Policy measures expected to reduce liquidity in the sector include: a 5 percent tax on the resale of residential real estate assets within five years of original purchase; a 40 percent down payment for second mortgages; the minimum down payment on land to be increased to 50 percent; and an increase in low cost and mid-to-low cost housing development.
But the most surprising issue is the increasing minimum national bank reserves ratios which China has raised from 16 percent from 15.5 percent previously.
Addressing an audience predominantly made up of GPs and their LPs, Ulrich said liquidity levels will fall as the government enforces such measures “This came sooner than the market expected,” she said, “but it’s a reaction to increased bank lending.” According to JP Morgan figures, real estate lending in China grew 33 percent on a year on year basis in 2009, which Ling described as an “unprecedented” high.

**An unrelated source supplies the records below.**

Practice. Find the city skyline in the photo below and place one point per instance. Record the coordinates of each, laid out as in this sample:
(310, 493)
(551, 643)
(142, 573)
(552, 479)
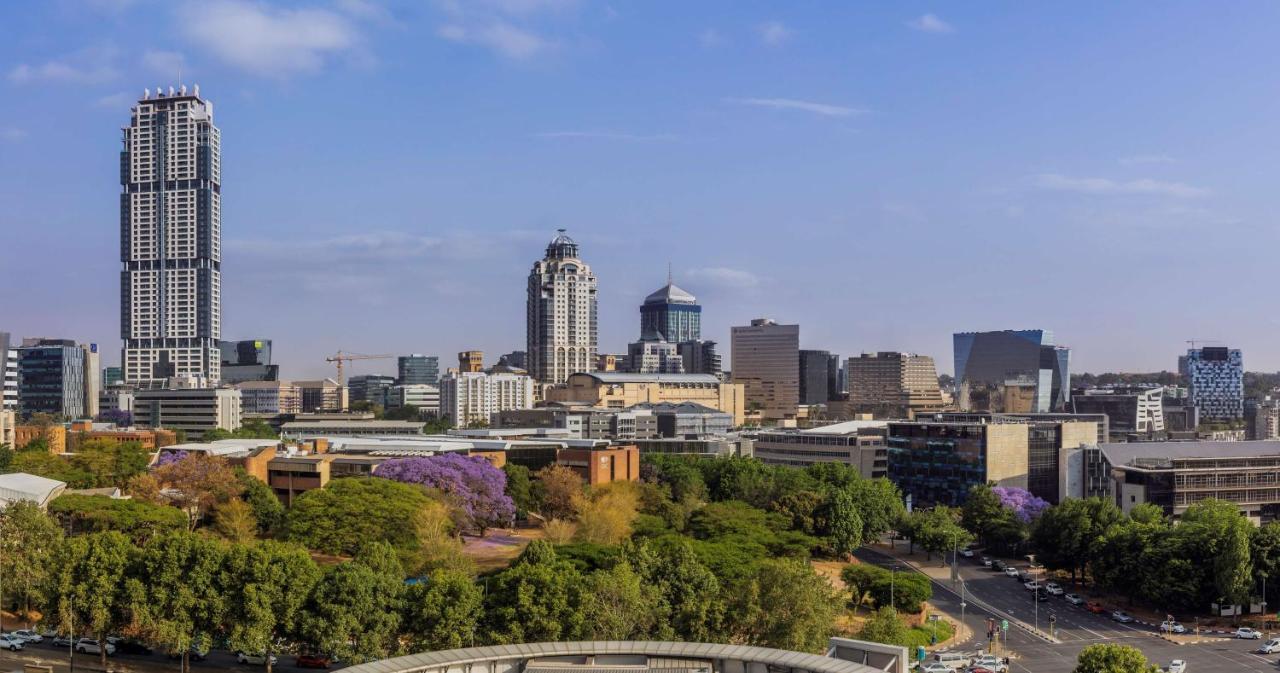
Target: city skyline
(1052, 234)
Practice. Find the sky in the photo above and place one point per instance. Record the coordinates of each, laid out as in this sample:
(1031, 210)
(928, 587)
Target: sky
(881, 173)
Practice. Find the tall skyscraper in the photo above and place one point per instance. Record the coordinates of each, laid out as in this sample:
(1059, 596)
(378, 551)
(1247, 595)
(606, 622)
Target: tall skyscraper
(561, 310)
(766, 360)
(170, 239)
(1011, 371)
(1215, 381)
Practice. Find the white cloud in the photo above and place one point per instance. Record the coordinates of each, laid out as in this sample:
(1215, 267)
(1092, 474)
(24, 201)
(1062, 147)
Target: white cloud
(931, 23)
(808, 106)
(1104, 186)
(775, 33)
(269, 41)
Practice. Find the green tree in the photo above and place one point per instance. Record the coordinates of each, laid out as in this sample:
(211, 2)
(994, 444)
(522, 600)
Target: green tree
(1111, 658)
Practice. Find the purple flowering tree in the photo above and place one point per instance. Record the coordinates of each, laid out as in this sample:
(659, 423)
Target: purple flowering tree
(471, 482)
(1024, 506)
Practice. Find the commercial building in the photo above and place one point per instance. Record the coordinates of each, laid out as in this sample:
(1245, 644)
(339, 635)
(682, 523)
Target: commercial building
(474, 397)
(937, 462)
(247, 361)
(618, 390)
(858, 444)
(1215, 381)
(766, 361)
(191, 410)
(1013, 371)
(561, 326)
(170, 239)
(51, 378)
(892, 385)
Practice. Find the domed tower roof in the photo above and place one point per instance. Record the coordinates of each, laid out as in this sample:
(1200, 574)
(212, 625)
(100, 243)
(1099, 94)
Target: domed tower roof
(562, 247)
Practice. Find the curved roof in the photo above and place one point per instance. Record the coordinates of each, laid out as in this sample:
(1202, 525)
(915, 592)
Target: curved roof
(446, 659)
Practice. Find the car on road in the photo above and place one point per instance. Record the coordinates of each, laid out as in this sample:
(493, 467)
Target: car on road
(1171, 626)
(94, 646)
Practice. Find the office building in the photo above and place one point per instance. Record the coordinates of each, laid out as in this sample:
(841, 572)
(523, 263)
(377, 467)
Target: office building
(51, 378)
(191, 410)
(417, 369)
(858, 444)
(892, 385)
(561, 328)
(819, 376)
(472, 398)
(170, 239)
(1215, 381)
(247, 361)
(766, 360)
(1014, 371)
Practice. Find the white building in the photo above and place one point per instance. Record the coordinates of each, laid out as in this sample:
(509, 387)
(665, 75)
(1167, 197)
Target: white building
(170, 239)
(561, 314)
(475, 397)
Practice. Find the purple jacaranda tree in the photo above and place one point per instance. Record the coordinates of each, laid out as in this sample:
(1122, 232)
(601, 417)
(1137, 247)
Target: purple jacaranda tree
(471, 482)
(1024, 506)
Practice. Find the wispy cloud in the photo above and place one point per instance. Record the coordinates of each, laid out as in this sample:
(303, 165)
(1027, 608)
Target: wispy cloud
(931, 23)
(1106, 187)
(807, 106)
(269, 41)
(775, 33)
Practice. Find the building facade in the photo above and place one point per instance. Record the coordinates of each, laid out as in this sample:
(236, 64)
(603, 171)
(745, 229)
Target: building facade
(170, 239)
(1215, 381)
(561, 314)
(766, 361)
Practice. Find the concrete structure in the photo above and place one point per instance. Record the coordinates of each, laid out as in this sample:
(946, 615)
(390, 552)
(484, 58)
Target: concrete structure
(1013, 371)
(561, 321)
(892, 385)
(170, 239)
(417, 369)
(1215, 381)
(51, 378)
(858, 444)
(474, 397)
(618, 390)
(766, 361)
(192, 410)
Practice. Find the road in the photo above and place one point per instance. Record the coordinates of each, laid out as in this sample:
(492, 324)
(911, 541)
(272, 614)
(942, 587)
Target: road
(993, 595)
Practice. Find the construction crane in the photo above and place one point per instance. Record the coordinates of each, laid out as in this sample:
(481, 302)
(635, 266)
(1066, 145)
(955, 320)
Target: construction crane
(339, 358)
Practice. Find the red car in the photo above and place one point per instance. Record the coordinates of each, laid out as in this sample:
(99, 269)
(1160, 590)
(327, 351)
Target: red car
(311, 660)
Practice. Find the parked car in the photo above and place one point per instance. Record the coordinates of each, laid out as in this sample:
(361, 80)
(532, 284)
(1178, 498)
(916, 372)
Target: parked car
(1248, 633)
(28, 635)
(94, 646)
(319, 660)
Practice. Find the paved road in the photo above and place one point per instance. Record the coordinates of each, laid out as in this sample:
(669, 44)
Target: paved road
(992, 594)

“As a result property transaction levels went to record levels because of the accommodative lending market,” Ling said.
She said government measures would not only lead to reduced liquidity but also to price falls across the country in 2010 after rising. Values rose by 22.4 percent in 2009. But she said the government measures would ultimately create a “soft landing” and a more stable market.
“The government is keen to support real estate, which accounts for 25 percent of the country’s fixed assets, but it is also keen to control speculative investment,” added Ling.